As an example of how the malware problem is starting to attract broader attention, Palfrey pointed to last month's action by the Center for Democracy and Technology, a Washington, D.C.-based consumer group, which filed complaints with the U.S. Federal Trade Commission (FTC) charging online marketer 180solutions Inc. with "duping" users into downloading advertising software.
Legal battles involving adware and spyware, however, pose unique challenges.
"There's a fine line between legitimate advertising practices and unwanted advertising practices, and finding where that line falls is a difficult one," said Palfrey.
Underlying that problem is the issue of informed consent, say experts.
"One of the biggest legal challenges in these types of cases is the notion of 'illusory consent,' " said Benjamin Edelman, a Harvard Ph.D. student and well-known spyware pundit.

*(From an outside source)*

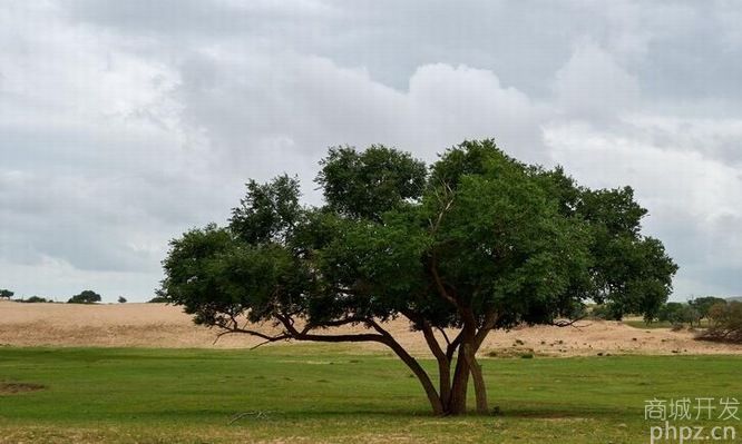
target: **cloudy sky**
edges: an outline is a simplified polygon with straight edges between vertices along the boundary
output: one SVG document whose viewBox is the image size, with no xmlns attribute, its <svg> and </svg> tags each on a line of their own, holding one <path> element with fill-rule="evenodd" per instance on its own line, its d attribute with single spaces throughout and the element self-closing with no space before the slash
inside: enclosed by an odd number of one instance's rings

"Hotbar, for example, always gets users to press 'okay' to some button somewhere, it's not like it just installs silently or randomly...but what they don't tell users about are the ads they're going to show or how or why they're going to show them. So you accept Hotbar without knowing what you're getting into, and in my mind that's a rotten deal," Edelman said.
Harvard's Berkman Center has teamed up with Oxford University's Oxford Internet Institute to form a group dedicated to spreading awareness of malware. The group has launched a Web site, StopBadware.org, which is designed as a clearinghouse on malware for consumers. The group is gathering input from consumers as well as conducting its own research on whether or not applications are malware and plans to report its first findings in the 'next month or so,' said Palfrey, who is co-director of the group. Also joining in the effort are IT vendors Google Inc., Lenovo Group Ltd., and Sun Microsystems Inc. Consumer Reports is serving as an advisor.
Update adds contextual information from Symantec in paragraph three, changes wording in paragraph four.